Entre figuras histórias, romances trágicos e instrumentos orgânicos, a cantora norte-americana entregou o melhor - e mais denso - disco da carreira até agora
Nicolle Cabral Publicado em 08/09/2019, às 16h00
Em um primeiro momento, o piano ressoa. E durante uma hora e sete minutos, o instrumento orgânico conduz uma atmosfera densa - e incrívelmente sensível - para que Lana Del Rey flutue no disco Norman fucking Rockwell, lançado no dia 30.
O quinto álbum de estúdio da cantora norte-americana nos apresenta, da forma mais sofisticada, a curadoria instrumental escolhida a dedo ao lado do produtor Jack Antonoff, nome por trás de álbuns de grandes artistas da indústria do pop como Taylor Swift e Lorde.
Os violões, o baixo e o piano evocam os ventos de uma praia nos anos 1970 nos Estados Unidose os vocais de Del Rey guiam exatamente até os pontos da história sobre a qual ela quer narrar.
O romance trágico e a melancolia são temas presentes, mas, nesse registro em especial, a artista consegue criar um cenário com noções históricas e musicais, da decadência que está sendo vivida nos Estados Unidos no século 21 - imerso de violência e retrocessos - e revelar o retrato do que é sobreviver enquanto esses destroços caem em nossa volta.

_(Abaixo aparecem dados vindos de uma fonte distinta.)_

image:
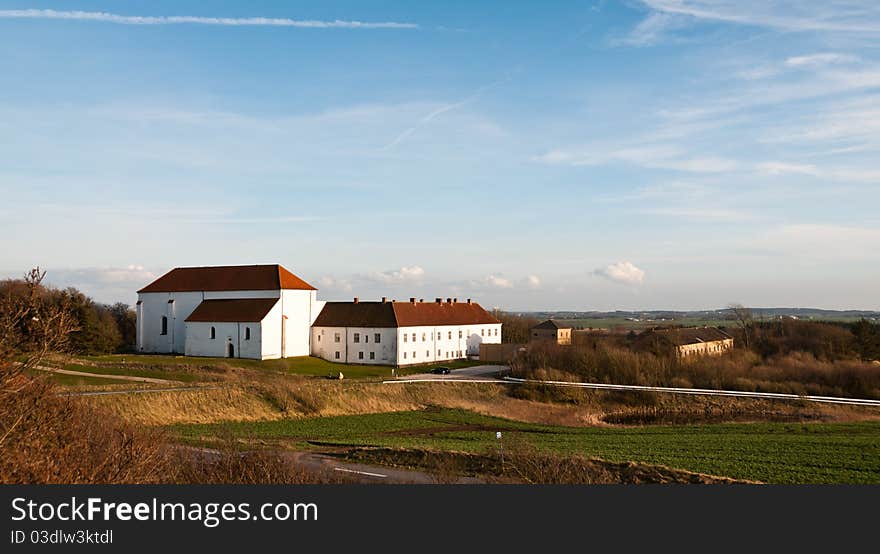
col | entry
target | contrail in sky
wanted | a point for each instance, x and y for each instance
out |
(105, 17)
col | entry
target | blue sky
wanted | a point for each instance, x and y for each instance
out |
(586, 155)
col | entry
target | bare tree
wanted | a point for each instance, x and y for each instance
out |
(744, 320)
(33, 323)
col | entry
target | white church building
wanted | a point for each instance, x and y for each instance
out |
(266, 312)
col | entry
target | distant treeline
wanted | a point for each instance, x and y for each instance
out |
(99, 328)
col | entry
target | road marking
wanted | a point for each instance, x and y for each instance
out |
(358, 472)
(452, 380)
(670, 390)
(131, 391)
(705, 392)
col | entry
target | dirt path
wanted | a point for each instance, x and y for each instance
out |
(106, 376)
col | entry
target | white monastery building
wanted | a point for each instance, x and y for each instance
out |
(266, 312)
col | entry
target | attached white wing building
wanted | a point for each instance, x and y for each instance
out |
(402, 333)
(265, 311)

Mergulhada no imaginário da Califórnia, Del Rey apresenta referências artísticas e geográficas do estado e evidencia quem ela levou para um passeio de veleiro durante as 14 faixas do disco. Lendas da música como Beach Boys, John Lennon, Joni Mitchell, David Bowie e Led Zeppelin são alguns desses.
A figura principal da narrativa - e que dá nome ao álbum - Norman Rockwell, foi um artista norte-americano e Del Rey se inspira na figura desse homem para criar um personagem. Poeta e arrogante, a cantora o descreve como alguém que não merece mais o seu amor.
"Você me f*deu tão bem que eu quase disse: ‘eu te amo’ / Você é divertido e selvagem / Mas você não sabe metade da merda que você me fez passar", canta na faixa homônima.
Na faixa seguinte, "Mariners Apartment Complex", a história de amor ganha outra perspectiva no momento em que o eu-lírico de Del Rey tenta se desfazer dessa desilusão.
"Eu sou o raio, o relâmpago, o trovão / O tipo de garota que vai te fazer pensar / Sobre quem você é e quem você foi."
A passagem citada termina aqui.